— И скажи ты мне, Вукашин, как ты полагаешь, что будет завтра? Армия гибнет, Верховное командование причитает, тыл нас поносит. Вы, оппозиция, размышляете, размышляете… А сейчас нас может спасти только согласие.
— Об этом, господин премьер-министр, мы с вами наедине рассуждать не будем. Я не желаю заниматься политикой за закрытыми дверями, равно как и решать наедине государственные проблемы. Я человек иного сорта. Завтра в парламенте я выскажу свое мнение.
Молчание нарушал лишь перестук конских копыт на мостовой.
— А я полагал, — медленно начал Пашич сдавленным голосом, — когда телега перевернулась и все катится под гору, лучше идти верной дорогой. Той, которую хорошо знаешь.
— Если мы убеждены, что нет лучшей.
— Я ее не вижу. А народ свою дорогу выбирает не разумом, а мукой.
Вукашин взял со столика шляпу и трость, собираясь встать.
— В том, что народ сам когда-либо выбрал свой исторический путь, мы вряд ли убедимся. Хорошо известно, кто и как выбирает для него эти пути. Разумеется, демократия узаконила лицемерие. — Он встал, застегивая под горлом пелерину. — Да, мы хорошо побеседовали.

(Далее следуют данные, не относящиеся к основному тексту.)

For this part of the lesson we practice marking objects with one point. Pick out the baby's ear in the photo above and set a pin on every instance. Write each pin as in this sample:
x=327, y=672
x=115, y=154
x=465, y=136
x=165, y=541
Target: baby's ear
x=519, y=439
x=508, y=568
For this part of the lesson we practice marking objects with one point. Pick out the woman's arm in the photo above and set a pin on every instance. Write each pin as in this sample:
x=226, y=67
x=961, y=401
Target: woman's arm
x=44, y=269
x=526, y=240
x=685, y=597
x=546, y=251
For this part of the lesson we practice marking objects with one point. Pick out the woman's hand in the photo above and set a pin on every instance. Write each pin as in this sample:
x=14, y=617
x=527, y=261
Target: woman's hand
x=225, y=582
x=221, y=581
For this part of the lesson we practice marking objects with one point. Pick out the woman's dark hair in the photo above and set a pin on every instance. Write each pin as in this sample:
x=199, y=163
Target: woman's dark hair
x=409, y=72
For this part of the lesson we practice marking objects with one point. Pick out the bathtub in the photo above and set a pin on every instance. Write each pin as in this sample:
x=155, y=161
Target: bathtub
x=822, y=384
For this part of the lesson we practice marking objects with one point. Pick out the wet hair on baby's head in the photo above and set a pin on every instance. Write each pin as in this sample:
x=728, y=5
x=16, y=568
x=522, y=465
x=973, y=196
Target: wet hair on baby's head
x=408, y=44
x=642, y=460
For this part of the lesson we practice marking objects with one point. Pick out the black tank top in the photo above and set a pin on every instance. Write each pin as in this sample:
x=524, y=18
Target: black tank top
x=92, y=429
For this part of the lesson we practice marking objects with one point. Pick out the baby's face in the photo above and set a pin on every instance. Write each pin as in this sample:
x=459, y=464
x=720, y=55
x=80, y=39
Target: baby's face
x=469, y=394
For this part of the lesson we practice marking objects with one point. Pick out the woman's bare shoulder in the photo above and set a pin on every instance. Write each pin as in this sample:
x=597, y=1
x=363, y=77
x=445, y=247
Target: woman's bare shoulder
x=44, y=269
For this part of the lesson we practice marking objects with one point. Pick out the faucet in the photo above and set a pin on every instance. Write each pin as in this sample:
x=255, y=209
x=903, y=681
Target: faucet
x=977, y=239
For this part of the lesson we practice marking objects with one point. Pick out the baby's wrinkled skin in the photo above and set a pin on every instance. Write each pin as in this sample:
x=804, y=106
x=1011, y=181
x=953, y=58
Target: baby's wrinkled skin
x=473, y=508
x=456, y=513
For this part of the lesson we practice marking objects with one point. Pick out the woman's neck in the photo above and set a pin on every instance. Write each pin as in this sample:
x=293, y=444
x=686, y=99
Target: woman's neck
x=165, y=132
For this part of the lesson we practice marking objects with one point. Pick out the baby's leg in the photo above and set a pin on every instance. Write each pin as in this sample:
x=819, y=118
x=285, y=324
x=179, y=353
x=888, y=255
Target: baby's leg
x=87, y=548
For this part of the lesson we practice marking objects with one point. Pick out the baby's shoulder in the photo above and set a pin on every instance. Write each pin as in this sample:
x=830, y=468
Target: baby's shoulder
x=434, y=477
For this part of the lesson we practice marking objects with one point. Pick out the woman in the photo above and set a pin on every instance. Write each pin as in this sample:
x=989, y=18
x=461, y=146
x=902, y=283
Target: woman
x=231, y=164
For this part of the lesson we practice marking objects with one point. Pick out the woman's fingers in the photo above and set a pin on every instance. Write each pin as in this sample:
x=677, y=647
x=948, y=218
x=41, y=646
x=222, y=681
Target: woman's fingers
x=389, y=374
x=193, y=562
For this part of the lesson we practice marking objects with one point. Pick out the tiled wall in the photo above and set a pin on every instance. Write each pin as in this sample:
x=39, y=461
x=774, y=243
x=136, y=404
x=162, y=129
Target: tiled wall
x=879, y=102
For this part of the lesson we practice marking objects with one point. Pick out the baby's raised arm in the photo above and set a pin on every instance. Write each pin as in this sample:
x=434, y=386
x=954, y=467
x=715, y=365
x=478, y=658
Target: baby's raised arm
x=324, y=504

Никогда прежде так не доводилось. — Помолчал, меняя голос и выражение, добавил — Но, ясное дело, в вашей политике куда важнее то, о чем не говорят.
— Все зависит от обстоятельств, Вукашин.
— И все-таки скажите теперь, что вы хотели мне сказать перед завтрашним заседанием народного парламента? Время и положение не позволяют нам заниматься загадками и устраивать друг другу ловушки.
Пашич встал и подошел к нему.
— Я пригласил тебя, Вукашин, чтобы сказать: ты для меня больше не оппозиция. Сейчас ты мне не противник. Теперь мы вместе, сынок. Сербия теперь одно целое. Я люблю ее не больше, чем ты. И не знаю, не нужны ли ей сейчас твоя рука и твой разум больше моих. Должно быть, ей нужны разум всех и руки всех. Приходи завтра, как сможешь, пораньше.
— Спасибо вам за доверие, господин премьер-министр, — поспешно произнес Вукашин, направляясь к двери.
— Дети твои здоровы?
Пашич подошел к нему и взял его руку с тростью. Вукашин вздрогнул: двенадцать лет он был убежден, что до самой смерти не коснется руки Николы Пашича. Тот ласково сжал ее сверху.
Подходя к двери, Вукашин услышал за спиной:
— Загляни пораньше, пожалуйста, как встанешь.
На лестнице дома, где в мирное время располагалось Окружное управление, он остановился, хотя жандарм по-прежнему торчал у него за спиной. Неужели воистину положение столь безнадежно, что Никола Пашич даже меня призывает к согласию и сотрудничеству? Или и сейчас, как обычно, он остается тем, кто никогда не ненавидит своих противников настолько, чтобы нельзя было с ними сотрудничать, когда ему это полезно, равно как и не любит своих единомышленников и друзей настолько, чтобы нельзя было их бросить, когда они ему больше не нужны?
Он быстро спускался по лестнице на улицу; на берегу Нишавы его встретила толпа людей: темное и молчаливое ожидание.
Он свернул в первую попавшуюся улицу, немощеный, глухой проулок, не зная, куда деваться: дома его ожидала полная передняя беженцев, жаждавших услышать последние новости, а когда он пробьется сквозь эту круговерть растерянности и патриотического угара, его встретит напряженное молчание Ольги, которое около полуночи взорвется шепотом: «Скажи же что-нибудь. Что угодно». — «Нет у меня, Ольга, тех слов, от которых ты б уснула», — пробурчит он и утонет, исчезнет в том страхе, который превращает сон в рассвет — с первыми звуками калитки у колодца и плеском воды в ведре в нескольких шагах от окна. Если б этот проулок тянулся до рассвета, если б эта тьма длилась до входа на заседание парламента, если б его не встречали пожелтевший свет и под ним толпы людей, глодающих последние новости и в упоении наслаждающихся отчаянием.